The quoted statements from Chicago’s new vice president for enrollment exemplify what happens when commercial concerns trump education principles. But this isn’t the only thing wrong with Chicago today. Like many other institutions, its crisis of leadership and its wholesale pandering to commercial pressures are supplemented by an ideologically driven intellectual frivolity. Hence even at the University of Chicago, supposedly a bastion of tradition, we find that one can major in such pseudo-disciplines as “media/cinema studies” and “gender studies.” There is even a new Center for Gender Studies whose director, mirabile dictu, was quoted as saying she supported cutting the core curriculum further so that students had more time for “new fields of inquiry” like … well, like gender studies. We tend to feel about academic disciplines with the word “studies” in their titles the way that George Orwell said he felt about saints: that they should be considered guilty until proven innocent. With “gender studies” the presumption is not even necessary, since it has consistently proven itself to be little more than a haven for radical feminist claptrap.

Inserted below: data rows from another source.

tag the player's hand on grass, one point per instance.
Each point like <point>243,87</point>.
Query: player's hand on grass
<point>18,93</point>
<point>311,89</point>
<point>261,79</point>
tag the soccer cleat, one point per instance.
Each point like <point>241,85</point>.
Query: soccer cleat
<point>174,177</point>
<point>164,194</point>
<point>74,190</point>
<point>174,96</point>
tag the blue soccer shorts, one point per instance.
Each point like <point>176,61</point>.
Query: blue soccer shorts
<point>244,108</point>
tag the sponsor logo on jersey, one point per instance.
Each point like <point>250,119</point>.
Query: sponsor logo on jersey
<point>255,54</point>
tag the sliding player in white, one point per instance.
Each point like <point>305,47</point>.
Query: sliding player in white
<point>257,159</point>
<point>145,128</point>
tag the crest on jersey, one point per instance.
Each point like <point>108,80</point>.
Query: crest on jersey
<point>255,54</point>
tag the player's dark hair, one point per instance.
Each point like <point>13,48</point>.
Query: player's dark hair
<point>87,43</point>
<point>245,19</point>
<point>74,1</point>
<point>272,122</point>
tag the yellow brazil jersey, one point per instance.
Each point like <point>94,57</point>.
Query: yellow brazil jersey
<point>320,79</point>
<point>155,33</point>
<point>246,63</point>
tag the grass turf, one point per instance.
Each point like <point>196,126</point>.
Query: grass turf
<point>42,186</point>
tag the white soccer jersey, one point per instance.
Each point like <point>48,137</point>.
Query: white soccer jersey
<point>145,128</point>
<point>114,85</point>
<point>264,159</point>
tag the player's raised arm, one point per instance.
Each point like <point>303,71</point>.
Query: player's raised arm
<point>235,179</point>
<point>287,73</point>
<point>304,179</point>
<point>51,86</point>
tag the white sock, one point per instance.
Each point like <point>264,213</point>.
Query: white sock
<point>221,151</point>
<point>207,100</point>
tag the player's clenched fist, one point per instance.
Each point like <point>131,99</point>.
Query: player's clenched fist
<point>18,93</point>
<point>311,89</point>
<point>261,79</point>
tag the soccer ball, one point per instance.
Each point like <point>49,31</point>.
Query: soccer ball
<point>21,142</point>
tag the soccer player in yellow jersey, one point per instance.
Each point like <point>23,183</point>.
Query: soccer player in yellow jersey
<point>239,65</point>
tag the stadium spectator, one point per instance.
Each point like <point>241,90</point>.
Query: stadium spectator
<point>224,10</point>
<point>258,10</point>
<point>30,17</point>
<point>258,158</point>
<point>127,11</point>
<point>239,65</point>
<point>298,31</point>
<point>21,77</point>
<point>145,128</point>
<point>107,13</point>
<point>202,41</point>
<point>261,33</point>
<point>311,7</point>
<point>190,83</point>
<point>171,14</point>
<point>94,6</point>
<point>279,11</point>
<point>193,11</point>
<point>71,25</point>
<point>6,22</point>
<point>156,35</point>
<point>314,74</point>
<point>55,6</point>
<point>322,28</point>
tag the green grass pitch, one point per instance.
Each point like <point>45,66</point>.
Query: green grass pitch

It is difficult not to feel a special sadness about what is happening at the University of Chicago. For although it has long since ceased being the bastion of traditional rigor its enthusiasts like to remember, it has until recently done a better job than many institutions at resisting the philistine and ideological attacks that have undermined many educational institutions. We deeply sympathize, therefore, with Ken White, a twenty-one-year-old, fourth-year student at the university who lamented: “This is one of the very last places that has a rigorous curriculum. It’s a test case. If you lose Chicago, I don’t know what you’ll have left.”